Ketua ARSSI Kota Bekasi, dr. Irwan Heriyanto, MARS mengatakan banyak kendala yang dialami oleh Rumah Sakit Swasta di Kota Bekasi, untuk mendukung program KS NIK dan BPJS Kesehatan selama ini. Kendala tersebut tidak lain adalah kebutuhan obat-obatan yang sulit didapatkan oleh Rumah Sakit.



“Anggota ARSSI selalu berusaha mencoba memberikan pelayanan terbaik bagi masyarakat Kota Bekasi, dan mencoba mencari solusi terhadap kendala-kendala di lapangan seperti kebutuhan obat-obatan yang sulit didapat di pasar,” ungkapnya, di Coffe Morning, yang diselenggarakan ARSSI Kota Bekasi.



Selain sulitnya mendapatkan obat-obatan tertentu, yang di cover oleh KS NIK dan BPJS Kesehatan, Irwan juga menjelaskan, bahwa rumah sakit swasta di Kota Bekasi pun minim dokter spesialis seperti radiologi, bedah saraf dan bedah jantung.



“Kita juga masih kurang dokter spesialis seperti radiologi, saraf dan jantung yang berpraktek di rumah sakit swasta di Kota Bekasi,” ujarnya.



Menanggapi hal tersebut, Wali Kota Bekasi pun akan menganggarkan pada tahun 2018 mendatang Rp 3,6 Miliyar, untuk peningkatan SDM kebutuhan dokter sepesialis di RS Swasta.

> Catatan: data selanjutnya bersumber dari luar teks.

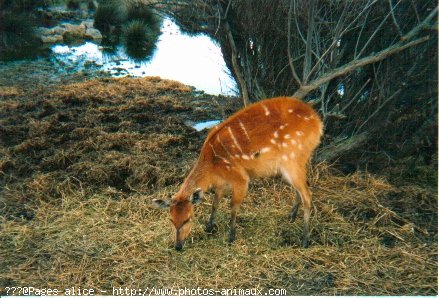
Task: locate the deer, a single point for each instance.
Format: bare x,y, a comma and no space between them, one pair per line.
273,136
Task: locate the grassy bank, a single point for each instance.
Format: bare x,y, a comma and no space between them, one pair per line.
80,163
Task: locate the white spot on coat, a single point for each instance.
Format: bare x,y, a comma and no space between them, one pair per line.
244,130
267,111
265,149
233,138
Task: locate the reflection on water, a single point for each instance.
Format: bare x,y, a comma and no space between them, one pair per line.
192,60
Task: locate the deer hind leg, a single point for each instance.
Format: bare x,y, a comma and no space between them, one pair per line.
295,207
239,190
211,227
296,176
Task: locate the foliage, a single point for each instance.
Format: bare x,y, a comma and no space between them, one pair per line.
110,16
16,30
73,4
143,12
139,39
287,47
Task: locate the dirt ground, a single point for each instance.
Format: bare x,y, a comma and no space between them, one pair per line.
81,162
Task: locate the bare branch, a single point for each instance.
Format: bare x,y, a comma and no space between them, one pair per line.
397,47
395,22
290,58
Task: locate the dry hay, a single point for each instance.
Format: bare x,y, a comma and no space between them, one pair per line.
80,164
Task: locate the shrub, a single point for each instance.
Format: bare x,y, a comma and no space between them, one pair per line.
139,39
140,11
73,4
109,15
16,30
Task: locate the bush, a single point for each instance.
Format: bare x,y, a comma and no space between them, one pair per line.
139,39
140,11
110,16
16,30
73,4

“Saya minta kepada Dinas Kesehatan agar tahun 2018, menyediakan dana Rp 3,6 Miliyar untuk peningkatan SDM kebutuhan dokter dan jika perlu ada rekomendasi untuk menyekolahkan dokter spesialis, agar nanti ada ikatan dinas dan emosional dengan rumah sakit,” pungkasnya.

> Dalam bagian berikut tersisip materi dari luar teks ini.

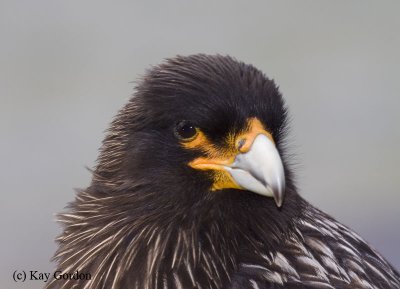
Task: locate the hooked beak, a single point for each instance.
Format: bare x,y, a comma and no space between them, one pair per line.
260,170
254,163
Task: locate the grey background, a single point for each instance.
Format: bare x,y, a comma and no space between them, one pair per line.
66,68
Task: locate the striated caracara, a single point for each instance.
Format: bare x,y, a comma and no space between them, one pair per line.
193,189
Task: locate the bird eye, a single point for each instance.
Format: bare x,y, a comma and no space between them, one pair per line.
186,131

Soal KS NIK yang di kerjasamakan dengan 39 Rumah Sakit Swasta di Kota Bekasi, dia pun menjamin akan tetap membayarkan penagihannya. Terpenting, kata Rahmat, setiap warga Kota Bekasi yang berobat menggunakan kartu tersebut dapat meneria pelayanan yang prima dan terjamin kebutuhan kesehatannya.



“Pasien KS NIK harus dilayani dengan sebaik-baiknya, jangan takut tidak dibayar oleh Pemerintah. Jika memang tidak bisa dibayar di akhir tahun, makan pemerintah akan membuat surat pengakuan hutang dan membayarnya di awal tahun selanjutnya,” ungkap Wali Kota.



Rahmat Effendi berharap, pertemuan ini dapat terus dilakukan dan menjadi rutinitas ARSSI dengan pemerintah dalam memberikan masukan dan mengatasi permasalahan pelayanan kesehatan kepada masyarakat kota bekasi.